A unit linked insurance policy (ULIP) is a unique plan that comes with the benefit of both investment and insurance policies in a single plan. ULIPs have gained the attention of many investors as the maturity proceedings from this plan are exempt from the capital gains tax, unlike other equity products such as equity mutual funds and ELSS.

To explain in short about the working structure of ULIPs, the policyholder has to make an investment of certain amount in the ULIP after which a part of the payment goes to the investment in shares or bonds and the remaining amount is used as premiums towards the insurance plan. As a bonus, ULIP plans offer the benefit of switching the investment options between equity and debt based on your risk appetite.
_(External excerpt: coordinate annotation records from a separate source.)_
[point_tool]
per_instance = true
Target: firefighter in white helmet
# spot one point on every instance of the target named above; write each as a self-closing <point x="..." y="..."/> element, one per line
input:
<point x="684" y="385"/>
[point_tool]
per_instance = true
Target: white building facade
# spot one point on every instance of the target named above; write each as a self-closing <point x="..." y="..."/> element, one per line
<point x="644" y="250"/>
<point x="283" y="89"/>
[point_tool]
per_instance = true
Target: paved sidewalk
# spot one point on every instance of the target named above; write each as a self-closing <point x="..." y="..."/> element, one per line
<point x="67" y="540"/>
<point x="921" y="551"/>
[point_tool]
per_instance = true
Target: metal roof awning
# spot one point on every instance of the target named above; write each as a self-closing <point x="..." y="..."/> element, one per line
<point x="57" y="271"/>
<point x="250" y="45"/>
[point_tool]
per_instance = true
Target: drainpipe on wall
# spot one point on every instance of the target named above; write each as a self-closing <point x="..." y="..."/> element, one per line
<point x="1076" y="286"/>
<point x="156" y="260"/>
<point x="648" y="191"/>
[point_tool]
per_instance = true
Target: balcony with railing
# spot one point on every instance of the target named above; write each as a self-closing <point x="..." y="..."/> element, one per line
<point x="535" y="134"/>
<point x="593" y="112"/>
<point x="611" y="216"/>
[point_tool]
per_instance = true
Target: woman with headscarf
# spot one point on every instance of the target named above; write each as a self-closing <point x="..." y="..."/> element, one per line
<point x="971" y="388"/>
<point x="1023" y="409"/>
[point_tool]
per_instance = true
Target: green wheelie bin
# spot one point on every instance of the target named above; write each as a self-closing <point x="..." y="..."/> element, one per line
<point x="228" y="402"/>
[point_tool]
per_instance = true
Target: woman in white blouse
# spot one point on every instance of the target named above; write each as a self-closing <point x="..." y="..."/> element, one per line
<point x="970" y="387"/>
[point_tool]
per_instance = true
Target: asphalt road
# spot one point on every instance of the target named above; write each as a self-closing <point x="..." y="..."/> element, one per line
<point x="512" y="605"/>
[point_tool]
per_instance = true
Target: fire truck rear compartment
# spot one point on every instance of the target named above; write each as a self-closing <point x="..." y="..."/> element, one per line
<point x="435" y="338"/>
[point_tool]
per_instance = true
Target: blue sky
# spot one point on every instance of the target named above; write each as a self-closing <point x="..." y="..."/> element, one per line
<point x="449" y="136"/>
Typically, ULIPs come with the lock-in period of five years, during which the policyholder can neither receive any payouts nor can he/she make any partial withdrawal. Withdrawal of money from a ULIP plan is only allowed on the completion of the lock-in period, and the maturity proceedings are paid off at the end of the maturity period.

What is the concept of the lock-in period in ULIP?

As we discussed, the lock-in period of a ULIP is a term for which the policyholder can neither receive any returns nor withdraw the amount. This lock-in period was initially three years, which was later changed to five years by the Insurance Regulatory and Development Authority of India (IRDAI) in 2010. Although one cannot withdraw money from a ULIP during this term, the option of surrendering the funds prior to hitting this mark is open. If one does so, the insurance cover will cease to exist, and the policyholder will receive the amount after 5 years.

But what happens when you stop paying the ULIP premiums before the end of the lock-in period?

Due to any such reason, if you choose to stop the payment of premiums towards ULIP before 3 to 5 years, that is the usual lock-in period, then you are given two options by the policy lender. The first option is to revive the policy, and the second is withdrawal from the plan without life insurance cover. Let’s study the consequences of both options.